Wbasny Chapters

2017 – A.2919 / S.405

Position Statement – 2017

A.2919 Lavine/ S.405 Robach
Nuisance Ordinance

Support

The Women’s Bar of the State of New York (WBASNY) supports A.2919 / S.405, which establishes the right of tenants to call police or emergency assistance without fear of losing their housing as a result of landlord actions or local nuisance laws.  This legislation is of particular importance to our organization because it seeks to protect victims of domestic violence unfairly affected by the law as it currently exists.

HISTORY:

Nuisance Ordinances were originally created to target abandoned properties where crime occurred with more frequency because properties were unsupervised. The objective of such ordinances was to target offenses related to drugs, property damage and weapons by requiring landlords to be responsible for ensuring that their properties were not used to harbor and enable criminal activities.

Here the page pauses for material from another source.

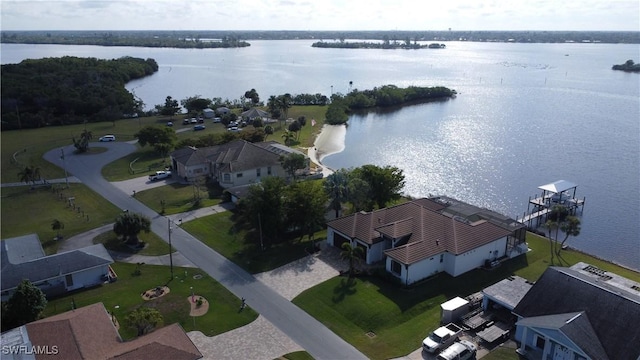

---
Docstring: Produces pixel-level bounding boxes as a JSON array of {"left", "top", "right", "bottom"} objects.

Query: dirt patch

In recent years, however, such laws have been applied more broadly to regulate and sanction activities at occupied properties.  In some communities, the ordinance is triggered if police or emergency services provide aid or are called to a property a certain number of times over a set period of time (i.e., three calls for help to the police over 12 months).  In general, these triggers are applied without consideration for whether the call was made by the victim of a crime seeking police assistance out of legitimate fear.

These laws often holds property owners responsible for the behavior of their tenants.  Therefore, once a property owner receives a nuisance citation, the owner must “abate the nuisance” or face penalties. Therefore, landlords often chose to evict the tenant who triggered the nuisance ordinance violation.

A Harvard study established that an ordinance of this type in Milwaukee punished victims of domestic violence far more frequently than the offenses it was intended to target, such as those related to drugs, property damage and weapons.

AMENDMENT: The proposed amendment, entitled “An act to amend the civil rights law, in relation to the right to call for police and emergency assistance and providing victim protections,” would ensure that victims of domestic violence and other crimes can access police or emergency assistance without fear of losing their housing.   This is achieved by amending Article 9 to include language allowing a victim to be free of penalty for accessing assistance because he or she resides at a property where domestic violence or other law enforcement activity has occurred.  Further, section 93 is added to Article 9, protecting property owners from penalty for respecting the rights of the occupant to request police or emergency assistance.  If a municipality seeks to improperly enforce a nuisance ordinance under this bill, notice is required to such tenant or occupant allowing the opportunity to contest the enforcement. In addition to carving out protection for domestic violence victims, the law specifically states that the protections provided shall not be deemed to prohibit a municipality from enforcing an ordinance or local law, nor restrict a landlord from terminating evicting or refusing to renew a tenancy, when such action is premised on grounds other than access of police or emergency assistance, or is otherwise premised on conduct unrelated to the residential occupant’s status as a target or victim of violence/harm.

Such protections are of critical importance to domestic violence victims, who need access to safe, stable long-term housing.  Discrimination is a serious barrier preventing many domestic violence victims from renting, leasing, or buying a home. Studies show that when potential landlords identify that the perspective tenant is a victim of domestic violence, they frequently refuse to rent what is available or express that there is no availability. Landlords may use these nuisance ordinances as a basis to discriminate against victims of domestic violence by evicting them on the basis of the actions of their abusers. Allowing victims of domestic violence to lose their housing under these ordinances puts vulnerable families at risk and increases costs to communities who must consequently provide shelter services to survivors and their children. Domestic violence victims may be left with the options of either returning to or remaining in unsafe living conditions with abusive partners without seeking law enforcement assistance or subjecting themselves to the dangers inherent in homelessness.

CONCLUSION: This amendment permits nuisance ordinances to be used in the manner originally intended, while avoiding unintended consequences and discrimination against victims of domestic violence and other crimes. This will ensure that all New Yorkers can request lifesaving emergency aid in response to threats and violence without fearing they will be doubly victimized by losing their housing.   Passing this legislation is a meaningful step toward eliminating one of barriers to survivors obtaining emergency assistance while maintaining their housing. For the foregoing reasons, WBASNY supports A.2919/S.405.